La photographie ne s'attarde que très rarement – ou peut-être jamais – sur cet instant durant lequel l'apparition prend son apparence définitive tout en demeurant rebelle à la nomination. On croit que c'est un effet de la subjectivité de l'objectif persuadé d'être par excellence l'unique instrument de la révélation, mais cette explication ne tient pas devant le phénomène. Le regard récapitule donc ce qu'il voit : des rocs, de l'eau, des fougères, des branches, des fleurs, et il ne trouve aucune satisfaction dans ces mots-là pour la raison que la part du connu ainsi nommée lui paraît insignifiante par rapport à celle qui, devant lui, reste dans le silence.
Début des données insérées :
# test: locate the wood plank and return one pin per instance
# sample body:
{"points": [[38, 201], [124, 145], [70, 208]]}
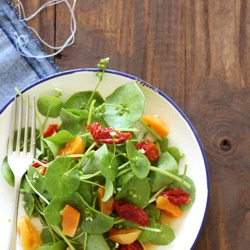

Qu'est-ce qu'une image exacte quand son exactitude est justement ce qui, en elle, contribue à dérouter le connu ? Le regard interroge ses références, interroge la composition, s'interroge lui-même et finit par généraliser le soupçon que la nature des choses n'a pas pu agencer l'apparition saisie par Rajak Ohanian sans qu'il en ait mis en défaut le naturel. A moins que le naturel ne soit porté à son comble par l'exaltation de l'un de ses détails devenu, de ce fait, exemplaire de la capacité de solliciter l'imagination plutôt que le vocabulaire.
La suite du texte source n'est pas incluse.